As pointed out by researchers in Reference [
9], the reason why AI models are still confined to offline data processing is that their weights and topology are often too large to fit into the available resources onboard Earth Observation satellites. At the same time, inference of DL systems is computationally intensive, and this can be a problem in a low-power-budget environment. New networks need to be engineered taking into account the different computation restrictions related to memory usage, training, and inference time cost. On-board data processing in spaceborne Earth Observation systems is gaining relevance, and methods for different Remote Sensing applications are being developed [
9,
10,
11,
12,
13]. This trend is substantially accelerated by the recent joint effort of multiple Deep Learning research studies of providing new implementations of efficient network architectures that limit the overall number of parameters while achieving state-of-the-art performances. These networks [
14,
15,
16] are built out of custom-designed operation modules that fulfill this task.

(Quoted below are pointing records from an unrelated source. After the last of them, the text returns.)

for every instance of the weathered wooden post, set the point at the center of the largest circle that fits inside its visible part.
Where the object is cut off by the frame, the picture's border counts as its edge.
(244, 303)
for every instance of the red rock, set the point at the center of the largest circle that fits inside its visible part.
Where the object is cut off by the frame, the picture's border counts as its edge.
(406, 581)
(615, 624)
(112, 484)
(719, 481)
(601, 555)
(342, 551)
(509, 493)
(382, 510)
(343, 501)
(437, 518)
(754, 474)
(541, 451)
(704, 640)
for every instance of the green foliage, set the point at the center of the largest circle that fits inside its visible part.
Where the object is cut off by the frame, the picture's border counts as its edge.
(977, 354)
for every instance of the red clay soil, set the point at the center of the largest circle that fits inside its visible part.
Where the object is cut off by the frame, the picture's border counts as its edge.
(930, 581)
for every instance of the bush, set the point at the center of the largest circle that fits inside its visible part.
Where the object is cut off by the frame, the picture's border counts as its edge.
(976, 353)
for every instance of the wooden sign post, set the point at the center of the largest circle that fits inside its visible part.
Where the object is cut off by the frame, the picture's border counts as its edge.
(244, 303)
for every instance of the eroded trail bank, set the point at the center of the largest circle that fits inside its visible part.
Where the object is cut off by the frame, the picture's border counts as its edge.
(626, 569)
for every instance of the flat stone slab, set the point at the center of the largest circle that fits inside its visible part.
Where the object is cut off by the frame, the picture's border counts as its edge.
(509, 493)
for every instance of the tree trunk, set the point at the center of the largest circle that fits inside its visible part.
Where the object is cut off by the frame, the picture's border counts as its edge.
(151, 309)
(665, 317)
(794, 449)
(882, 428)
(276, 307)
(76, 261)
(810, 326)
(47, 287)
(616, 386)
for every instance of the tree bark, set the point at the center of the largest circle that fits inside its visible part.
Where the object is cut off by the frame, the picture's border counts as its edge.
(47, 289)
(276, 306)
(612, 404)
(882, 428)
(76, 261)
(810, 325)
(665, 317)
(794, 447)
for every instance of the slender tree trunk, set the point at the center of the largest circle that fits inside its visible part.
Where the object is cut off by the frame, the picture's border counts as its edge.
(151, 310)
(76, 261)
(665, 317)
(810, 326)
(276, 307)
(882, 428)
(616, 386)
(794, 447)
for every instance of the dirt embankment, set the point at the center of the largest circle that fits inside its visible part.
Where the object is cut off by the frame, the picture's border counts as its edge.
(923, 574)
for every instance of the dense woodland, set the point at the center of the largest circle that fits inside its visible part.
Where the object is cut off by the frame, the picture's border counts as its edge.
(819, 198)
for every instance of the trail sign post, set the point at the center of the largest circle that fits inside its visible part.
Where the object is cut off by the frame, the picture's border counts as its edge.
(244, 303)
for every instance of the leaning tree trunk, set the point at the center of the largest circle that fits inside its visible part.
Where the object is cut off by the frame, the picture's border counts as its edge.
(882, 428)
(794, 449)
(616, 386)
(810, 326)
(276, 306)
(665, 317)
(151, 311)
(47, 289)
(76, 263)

A careful reorganization of existing architectures and introduction of efficient modules can solve the previously described problems and accelerate the transformation of AI-driven systems from offline processing tools to powerful dynamic edge applications. Motivated by these considerations, in this paper, we propose an efficient implementation of the HAFNet model called HAFNetE that exceeds state-of-the-art, fusion-based building extraction performances while, at the same time, affording a 92% reduction from the original number of network parameters. This substantial cut in requirements makes it possible to directly deploy the model as an on-board spaceborne urban mapping system.
3. HAFNet and HAFNetE
In this section, we introduce HAFNetE, an efficient hybrid attention-aware fusion network for building extraction, starting from its predecessor HAFNet or Hybrid Attention-aware Fusion Network. HAFNet is a multi-modal building extraction segmentation network that utilizes cross-modal and individual features to perform builiding footprint extraction, and it accepts HRI RGB images and LiDAR data as its inputs. The overall architecture is comprised of three streams: RGB, DSM, and cross-modal. All the streams are built as parallel SegNets [
26], where the encoder part is characterized by a VGG-16 structure. The RGB and DSM streams are designed to learn individual modal features. These features are then fused together after each set of convolutional operations with an Attention-Aware Multi-modal Fusion Block (Att-MFBlock) in the cross-modal stream. The extracted features from each stream are decoded in their respective decoder stream and finally combined at the decision stage using again an Attention-Aware Multi-modal Fusion Block to produce the final segmented output. By using both individual and cross-modal streams, it is possible to learn more discriminative features and, therefore, achieve a comprehensive building extraction result. Starting from this existing scheme, HAFNetE preserves the three-stream network concept but utilizes both a completely different single stream architecture and encoder structure. The model architecture is shown in
Figure 2.
The network is comprised of three subnetworks (streams): the RGB stream, the DSM stream, and the cross-modal stream. RGB HRI images and LiDAR-derived DSM data are fed as input to the model where features are extracted, respectively, by the RGB stream encoder and the DSM stream encoder. The extracted features are then combined in the cross-modal stream encoder by using the previously discussed Attention-aware multi-fusion block. The cross-modal specific stream is added to combine different modalities at an early stage and, therefore, to learn more discriminative cross-modal features [
27]. After the decoding phase, predictions coming from the three streams are fused using the Att-MFBlock [
8] to provide a comprehensive building extraction result. Unlike the previous HAFNet model, whose architecture was based on three parallel SegNet-like streams using VGG16-style encoders in each of them, HAFNetE introduces modifications both at the encoder level and at the single stream level. VGG-16 encoders are substituted with EfficientNet encoders. This family of models is specifically designed for good encoding performance even with limited available resources. This translates to simple networks with fewer parameters. Small models yield multiple advantages: faster training, shorter inference times, and bearable memory footprint on the system where the model is deployed. Multiple networks characterized by these features exist (MobileNet, MobileNetV2, etc.); however, an EfficientNet-B0-type encoder was selected across the candidates because it offers a good compromise in the performance/computational cost trade-off. As a matter of fact, by reducing the number of parameters in the model, performance is likely to decrease. However, EfficientNet, by scaling the number of parameters according to the Compounding Scaling method [
16], attains high performances with approximately
fewer parameters than classical models, such as ResNet-50 [
28]. An efficiency comparison between EfficientNet models and classical models is reported in
Table 1.
At the individual stream level, the SegNet structure is substituted with a U-Net network [
31]. U-Net has a similar architecture to the previously utilized SegNet and offers a suitable alternative to it, thanks to its effective feature re-localization capability. The conceptually simple architecture of U-Net makes it easy and elegant to implement. Moreover, one objective of the research is to assess whether the previously proposed HAFNet three-streams network can be generalized and effectively being employed using different base models, such as U-Net. For these reasons, U-Net was selected as the single-stream subnetwork.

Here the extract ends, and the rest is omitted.